One was dropped on the floor where it died, the other was stuffed in a food
Amanda had no choice but to clean up the mess, and still struggles to go in her kitchen.
“This has been hanging over us for so long now. The gecko’s belonged to my son and daughter,” she said.
“My daughter is having counselling because of this and she has been targeted at school.
“The kids follow her around chanting gecko, they just don’t understand how much they’re tormenting her.
“People seem to think that because they are geckos it doesn’t matter as much. But they were still animals and family pets, it doesn’t matter whether it’s a horse or a hamster. The same principle should still apply.
“I wanted a jail sentence but wasn’t particularly hopeful. Asking them to volunteer at an animal charity is just ridiculous though, I can’t explain how angry I am.
“I hate cooking in the kitchen, I’ve been put on iron tablets because it’s so difficult to go in there and cook food anymore.

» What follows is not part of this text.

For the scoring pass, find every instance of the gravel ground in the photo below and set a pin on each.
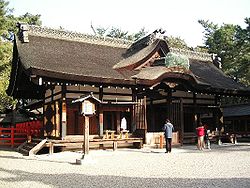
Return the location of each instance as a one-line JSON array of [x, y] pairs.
[[224, 166]]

“I keep thinking what would have happened if I had left my three dogs behind at the house.
“This is how killers start, the manner in which the geckos were killed is just beyond sick.
“I feel like the sheriff has his head in the clouds, he said they were evil and then he gave no punishment. I tried to have some faith in the justice system but it has failed me.”
Amanda’s sentiments were shared by Keith and Pauline Marley, who set up The New Arc Sanctuary (The North East Wildlife and Animal Rescue Centre) near Ellon 12 years ago.
They deal with the aftermath of animal cruelty day in, day out, and currently have 352 animals in their care.
The couple employ one full-time member of staff and have only taken three days off in since opening the centre.
Living in wellies, they are passionate about caring for animals and even stay up through the night to care for hungry newborns.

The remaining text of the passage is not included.